A Transformer architecture for classification of raw EEG signals, including several visualizations of attention weights.
This work was presented at the Conference on Cognitive Computational Neuroscience 2022: https://doi.org/10.32470/CCN.2022.1240-0
Clone this repository and install the dependencies in your Python environment of choice.
For example:
git clone [email protected]:PhilippThoelke/eeg-transformer.git
cd eeg-transformer
pip install -r requirements.txt
We provide a download script (src/download_data.py
) for the EEG Motor Movement/Imagery Dataset, which combines the specified runs into a single memory mapped NumPy file and a CSV file containing labels and subject information. By default the script will save the dataset files in a directory called data
but you can change this by editing the result_dir
variable at the top of the script. You can additionally restrict the script to only download parts of the dataset, choose normalization and epoch duration by editing the target_type
, normalize_epochs
and epoch_duration
fields respectively. By default, all tasks from the dataset are combined but it is possible to select individual tasks using the training script.
When you are done editing, simply run the script via
python src/download_data.py
Training the model is started by running src/train.py
. There is a wide range of different hyperparameters you can choose from. Run python src/train.py --help
to get a list of possible arguments and their descriptions. There are 4 required arguments, namely --data-path
, --label-path
, --epoch-length
and --num-channels
, which correspond to the paths to the memory mapped dataset and CSV label files, the number of steps per epoch and number of channels in the raw EEG respectively.
To train on the dataset described in the dataset section, it would be enough to specify only the 4 required arguments but be recommend excluding the three reference channels and low-pass filtering the data.
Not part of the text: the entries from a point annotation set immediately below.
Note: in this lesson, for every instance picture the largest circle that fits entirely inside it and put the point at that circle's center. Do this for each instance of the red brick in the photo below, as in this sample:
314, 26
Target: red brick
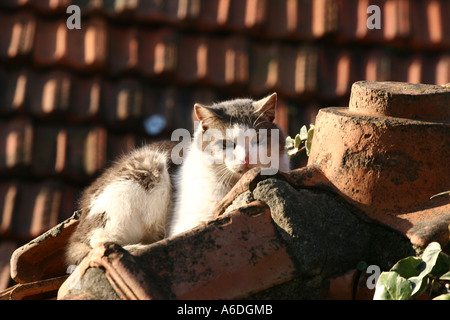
84, 48
6, 250
87, 47
325, 17
151, 11
246, 14
85, 93
31, 208
8, 200
123, 51
120, 144
264, 68
16, 38
298, 70
122, 102
50, 43
157, 52
16, 141
193, 62
290, 18
227, 61
13, 89
397, 20
49, 94
85, 152
51, 6
377, 66
337, 72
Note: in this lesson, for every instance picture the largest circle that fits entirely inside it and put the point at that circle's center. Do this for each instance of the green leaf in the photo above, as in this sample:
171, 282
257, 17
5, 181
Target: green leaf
289, 143
392, 286
308, 142
440, 194
297, 141
407, 267
445, 276
429, 258
303, 133
445, 296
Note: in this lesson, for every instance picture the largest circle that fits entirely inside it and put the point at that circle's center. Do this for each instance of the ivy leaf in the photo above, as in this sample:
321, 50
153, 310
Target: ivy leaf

To train on the eyes open vs eyes closed condition for example, run this command:
python src/train.py --data-path path/to/raw-dataset.dat --label-path path/to/label-dataset.csv --epoch-length 320 --num-channels 64 --conditions eyes-open eyes-closed --ignore-channels 42 43 63 --sample-rate 160 --low-pass 30
Training progress is logged in a directory called lightning_logs
, which contains subdirectories for individual training runs. Each run contains an hparams.yaml
file with a list of hyperparameters, a splits.pt
file containing indices of the training and validation set, an events.out.tfevens.*
file with Tensorboard compatible training metrics and a checkpoints
directory with model checkpoints. You can view the training progress visually by running tensorboard --logdir lightning_logs/
. After running this you can access a graphical view of the training progress by accessing localhost:6006
in a webbrowser.
To load a model checkpoint for analysis, you can use the Lightning Module's load_from_checkpoint
function.
from module import TransformerModule
model = TransformerModule.load_from_checkpoint("path/to/model.ckpt")
The model's forward
function takes expects a tensor containing the raw EEG with shape batch-size x time-steps x channels (the batch dimension is optional). It will return class probabilities with shape batch-size x num-classes. Example with random data:
import torch
# batch-size=8, epoch-length=320, num-channels=64
x = torch.rand(8, 320, 64)
prediction = model(x)
# prediction.shape == (8, 2) for binary classification
We provide a context-manager for extracting attention weights during a forward call.
from attention import Attention
# record attention weights
with Attention(model) as a:
prediction = model(x)
attn = a.get()
The resulting attn
tensor has shape batch-size x num-layers x num-heads x num-tokens x num-tokens. You can combine the attention weights of all layers and heads using attention rollout:
from attention import rollout
token_attn = rollout(attn)
class_attn = rollout(attn, only_class=True)
The resulting token_attn
tensor will have the shape batch-size x num-tokens x num-tokens and represents the full attention matrix between all pairs of tokens. The condensed class_attn
tensor (shape batch-size x num-tokens) contains normalized attention weights from all input tokens towards the class token and can be thought of as a feature importance metric.
The src/attention.py
script can also be used from the command line. For a list of arguments run python src/attention.py --help
. When run from the command line, the script will extract the attention matrices from the validation set of the specified dataset and store attention, as well as some other useful metrics, in a file called attention.pt
in the model's log directory. You can load this file using
attention = torch.load("path/to/attention.pt")
attn, confidence, pred, labels, stages, subjects, hparams, condition_mapping, stage_mapping, subject_mapping = attention
The attention weights can be visualized in the form of topomaps and interactive 3D plots using the notebooks/AttentionFigures.ipynb
notebook. Simply adjust the model_dir
variable at the top to point towards your model's log dir or a directory containing the log directories of multiple models.